On Tuesday afternoon, Chuck Fletcher sounded a lot like the general manager that spoke at the end of the 2018-19 season, the general manager that was about four months on the job, ready to retool, fix and essentially restart the Flyers.
The Flyers are not at the beginning of their process anymore but Fletcher on Tuesday was back to mentioning how his club at times has unnecessarily made life hard on itself through the first 10 games of the 2020-21 season.
He highlighted the inconsistent decision-making of the forwards having a trickle-down effect on the entire team, an issue that was called out by head coach Alain Vigneault just three days prior when he benched Travis Konecny.
"Our group of forwards to me haven’t played to the level they need to play at," Fletcher said. "I think they’ve made the game extremely difficult for our defensemen and for our goaltenders."
As a whole, the Flyers on Wednesday night made the game extremely difficult on themselves in a dispiriting 4-3 overtime loss to the Bruins at the Wells Fargo Center. The finish to the third period was the perfect summation of why the Flyers haven't shaken the criticism or concern through their 7-2-2 start.
They have beaten themselves.
They did so in the worst way Wednesday night by committing three penalties over the final eight minutes of regulation and asking one of hockey's scariest power play units to take the game from them. The Flyers, who looked like a true contender when they seized a 3-1 lead, created their own collapse. David Pastrnak, Patrice Bergeron and company delivered three power play goals to stun the Flyers, who got what they had made.
"You feel you’re in real good shape, but then you let elite players — by taking penalties — make a difference," Vigneault said Wednesday night after the loss.
"Gave an opportunity to their top players to step on the ice here. They’re elite players and they found a way to make a difference in the game.
"It’s a lesson that we’ll learn and we’ll get ready for the next game. ... You've got no time to feel sorry for yourself, you've got to get right back at it and that’s what we’re going to do."
Through three matchups, the Flyers are 0-1-2 against the Bruins, who are probably their biggest competition in the realigned East Division. The Flyers have allowed nine third-period goals to Boston and have coughed up a pair of two-goal leads in the final stanza. In their other eight games, they've yielded a combined six third-period goals.

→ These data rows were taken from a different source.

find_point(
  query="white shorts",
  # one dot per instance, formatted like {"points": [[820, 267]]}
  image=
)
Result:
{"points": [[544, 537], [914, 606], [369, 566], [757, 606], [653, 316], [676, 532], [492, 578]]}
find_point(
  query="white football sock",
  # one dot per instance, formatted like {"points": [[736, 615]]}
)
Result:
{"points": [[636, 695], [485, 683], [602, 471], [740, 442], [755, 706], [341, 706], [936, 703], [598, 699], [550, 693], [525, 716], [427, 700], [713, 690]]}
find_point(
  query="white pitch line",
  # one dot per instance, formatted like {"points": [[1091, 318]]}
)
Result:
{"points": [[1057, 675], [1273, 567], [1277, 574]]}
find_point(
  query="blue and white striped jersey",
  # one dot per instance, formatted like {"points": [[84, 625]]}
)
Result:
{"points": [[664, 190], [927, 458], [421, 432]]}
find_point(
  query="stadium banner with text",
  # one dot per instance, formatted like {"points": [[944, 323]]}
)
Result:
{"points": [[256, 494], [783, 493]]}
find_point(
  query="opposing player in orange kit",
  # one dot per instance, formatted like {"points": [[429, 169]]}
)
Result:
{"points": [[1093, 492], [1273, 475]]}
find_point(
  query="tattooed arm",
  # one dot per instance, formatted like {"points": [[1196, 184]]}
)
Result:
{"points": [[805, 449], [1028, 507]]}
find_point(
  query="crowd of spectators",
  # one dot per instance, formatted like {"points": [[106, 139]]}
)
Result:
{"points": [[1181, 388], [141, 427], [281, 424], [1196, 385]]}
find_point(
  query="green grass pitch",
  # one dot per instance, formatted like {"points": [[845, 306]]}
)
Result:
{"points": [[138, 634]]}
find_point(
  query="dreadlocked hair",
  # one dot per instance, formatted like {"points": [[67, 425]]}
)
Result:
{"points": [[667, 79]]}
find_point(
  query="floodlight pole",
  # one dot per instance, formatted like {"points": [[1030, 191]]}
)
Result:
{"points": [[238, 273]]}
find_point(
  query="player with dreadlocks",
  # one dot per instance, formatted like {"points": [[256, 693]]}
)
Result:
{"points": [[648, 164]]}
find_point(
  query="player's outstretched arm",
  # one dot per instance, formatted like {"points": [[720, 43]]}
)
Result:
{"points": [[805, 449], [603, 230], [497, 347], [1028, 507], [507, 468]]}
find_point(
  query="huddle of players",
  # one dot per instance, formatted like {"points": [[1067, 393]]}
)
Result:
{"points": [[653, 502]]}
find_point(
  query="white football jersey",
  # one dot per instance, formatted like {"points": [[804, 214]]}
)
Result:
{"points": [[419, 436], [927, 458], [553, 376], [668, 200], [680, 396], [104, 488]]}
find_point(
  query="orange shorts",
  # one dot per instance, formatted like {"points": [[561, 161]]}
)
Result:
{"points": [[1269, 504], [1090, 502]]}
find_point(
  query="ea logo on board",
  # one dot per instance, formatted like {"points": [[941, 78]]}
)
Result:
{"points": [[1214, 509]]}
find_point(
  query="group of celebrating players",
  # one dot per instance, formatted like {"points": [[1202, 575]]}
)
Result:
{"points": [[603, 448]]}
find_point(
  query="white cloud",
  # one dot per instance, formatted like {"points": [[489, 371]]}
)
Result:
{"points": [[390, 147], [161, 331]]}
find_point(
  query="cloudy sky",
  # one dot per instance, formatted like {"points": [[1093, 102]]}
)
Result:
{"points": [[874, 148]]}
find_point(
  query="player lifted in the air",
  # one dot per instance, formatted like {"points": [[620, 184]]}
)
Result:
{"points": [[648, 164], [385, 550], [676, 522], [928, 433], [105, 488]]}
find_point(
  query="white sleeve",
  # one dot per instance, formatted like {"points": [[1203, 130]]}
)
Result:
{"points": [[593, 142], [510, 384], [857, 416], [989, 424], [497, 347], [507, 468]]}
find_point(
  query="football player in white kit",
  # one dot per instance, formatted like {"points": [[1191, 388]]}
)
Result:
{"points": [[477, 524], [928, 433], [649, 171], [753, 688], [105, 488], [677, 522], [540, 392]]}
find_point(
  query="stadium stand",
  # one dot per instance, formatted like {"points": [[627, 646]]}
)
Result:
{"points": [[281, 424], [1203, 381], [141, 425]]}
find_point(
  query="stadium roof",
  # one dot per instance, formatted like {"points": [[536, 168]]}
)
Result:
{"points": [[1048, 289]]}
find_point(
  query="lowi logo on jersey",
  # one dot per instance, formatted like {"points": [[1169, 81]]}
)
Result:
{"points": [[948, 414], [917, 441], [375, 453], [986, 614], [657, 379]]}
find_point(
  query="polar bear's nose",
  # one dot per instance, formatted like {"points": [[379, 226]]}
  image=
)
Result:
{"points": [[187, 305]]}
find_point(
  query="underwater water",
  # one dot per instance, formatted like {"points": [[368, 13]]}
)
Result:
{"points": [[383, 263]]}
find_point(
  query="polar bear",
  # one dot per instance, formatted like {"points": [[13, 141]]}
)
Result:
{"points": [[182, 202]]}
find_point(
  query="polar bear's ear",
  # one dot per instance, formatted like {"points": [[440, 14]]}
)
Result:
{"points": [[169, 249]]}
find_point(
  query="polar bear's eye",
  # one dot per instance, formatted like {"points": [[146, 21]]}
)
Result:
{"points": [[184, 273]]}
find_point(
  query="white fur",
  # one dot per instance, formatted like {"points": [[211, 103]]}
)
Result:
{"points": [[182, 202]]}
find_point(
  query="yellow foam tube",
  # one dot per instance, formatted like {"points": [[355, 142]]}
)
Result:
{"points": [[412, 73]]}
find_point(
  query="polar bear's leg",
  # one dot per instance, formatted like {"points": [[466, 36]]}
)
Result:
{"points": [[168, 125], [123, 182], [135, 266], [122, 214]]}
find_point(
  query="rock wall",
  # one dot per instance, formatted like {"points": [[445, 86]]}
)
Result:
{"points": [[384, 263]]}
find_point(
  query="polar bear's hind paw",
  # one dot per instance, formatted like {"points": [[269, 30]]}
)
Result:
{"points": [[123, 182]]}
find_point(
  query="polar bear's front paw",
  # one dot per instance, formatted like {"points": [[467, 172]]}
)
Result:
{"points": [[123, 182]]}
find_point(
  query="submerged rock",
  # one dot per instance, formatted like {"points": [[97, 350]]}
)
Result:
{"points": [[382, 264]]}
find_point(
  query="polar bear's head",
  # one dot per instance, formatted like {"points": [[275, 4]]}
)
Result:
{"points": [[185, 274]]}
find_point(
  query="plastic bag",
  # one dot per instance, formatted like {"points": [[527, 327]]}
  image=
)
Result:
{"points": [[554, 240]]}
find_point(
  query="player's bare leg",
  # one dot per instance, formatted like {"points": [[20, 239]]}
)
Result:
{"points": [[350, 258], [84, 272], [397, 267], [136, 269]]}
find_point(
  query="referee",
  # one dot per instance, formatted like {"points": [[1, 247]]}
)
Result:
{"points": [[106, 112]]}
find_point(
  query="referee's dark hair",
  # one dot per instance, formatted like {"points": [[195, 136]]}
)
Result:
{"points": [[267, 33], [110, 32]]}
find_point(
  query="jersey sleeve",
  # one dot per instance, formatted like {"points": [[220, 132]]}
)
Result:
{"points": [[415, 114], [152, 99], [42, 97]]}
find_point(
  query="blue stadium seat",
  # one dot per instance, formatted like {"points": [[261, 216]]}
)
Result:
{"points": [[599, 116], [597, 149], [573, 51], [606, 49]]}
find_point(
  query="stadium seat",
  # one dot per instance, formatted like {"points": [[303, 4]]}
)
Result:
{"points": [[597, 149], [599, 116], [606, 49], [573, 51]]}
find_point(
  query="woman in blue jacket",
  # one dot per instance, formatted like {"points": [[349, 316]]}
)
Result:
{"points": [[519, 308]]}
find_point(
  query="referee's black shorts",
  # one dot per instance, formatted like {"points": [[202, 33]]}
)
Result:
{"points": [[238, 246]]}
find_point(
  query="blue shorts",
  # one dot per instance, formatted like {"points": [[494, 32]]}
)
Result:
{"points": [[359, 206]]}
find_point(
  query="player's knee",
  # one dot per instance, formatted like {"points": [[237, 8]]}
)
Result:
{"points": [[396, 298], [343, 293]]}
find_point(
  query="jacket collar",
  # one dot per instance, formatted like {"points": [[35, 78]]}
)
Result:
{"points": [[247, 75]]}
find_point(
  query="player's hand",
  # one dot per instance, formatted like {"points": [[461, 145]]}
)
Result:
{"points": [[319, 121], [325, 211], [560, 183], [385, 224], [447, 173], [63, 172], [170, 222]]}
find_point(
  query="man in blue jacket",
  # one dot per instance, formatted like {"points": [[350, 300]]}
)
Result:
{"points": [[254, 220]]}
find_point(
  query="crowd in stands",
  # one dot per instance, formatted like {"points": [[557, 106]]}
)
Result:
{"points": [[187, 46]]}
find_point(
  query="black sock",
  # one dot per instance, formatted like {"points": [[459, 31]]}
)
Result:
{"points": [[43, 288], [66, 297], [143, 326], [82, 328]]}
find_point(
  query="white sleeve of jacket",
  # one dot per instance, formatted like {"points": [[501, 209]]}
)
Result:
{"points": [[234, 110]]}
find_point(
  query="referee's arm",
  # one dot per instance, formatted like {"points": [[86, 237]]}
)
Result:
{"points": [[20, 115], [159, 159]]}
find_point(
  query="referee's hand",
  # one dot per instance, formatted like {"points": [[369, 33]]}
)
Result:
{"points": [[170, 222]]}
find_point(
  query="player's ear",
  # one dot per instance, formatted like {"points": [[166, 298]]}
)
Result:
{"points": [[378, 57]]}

The Flyers entered Thursday putting up the NHL's fewest shots per game (23.7), allowing the third-most shots per game (33.8) and surrendering the fifth-most power play goals per game (1.09).
They allowed the NHL's fewest shots per game last season and played like a different team over a much larger sample size of 69 games.
The Flyers are 7-2-2 and know they can be significantly better. There's no Matt Niskanen and Sean Couturier has been out. But there's no excuse for beating yourself like the Flyers did Wednesday night.
"A 56-game sprint to try to make the playoffs and any time you can bank 15 points over your first 10 games, you have to be happy with the results," Fletcher said Tuesday. "I’m not sure the process is where we want it to be, I’m not sure we’re playing at the level we want to be, and I think it’s a good thing — I don’t think anybody in our room is fooled by our record. I think our coaches understand the work that we need to do to get better and we’re going about working on the things we need to work on to get better.
"What I respect about this group is we find a way and the will to win is high. Again, there are certain areas of our game that clearly need to get better, but every night somebody steps up or some element of our game allows us to get the win."
The Flyers allowed a game to get away Wednesday. They've got the Bruins again Friday night. There isn't a better time for them to show just how much better they can be.
Fletcher and Vigneault would like to see it just as much as the fan base.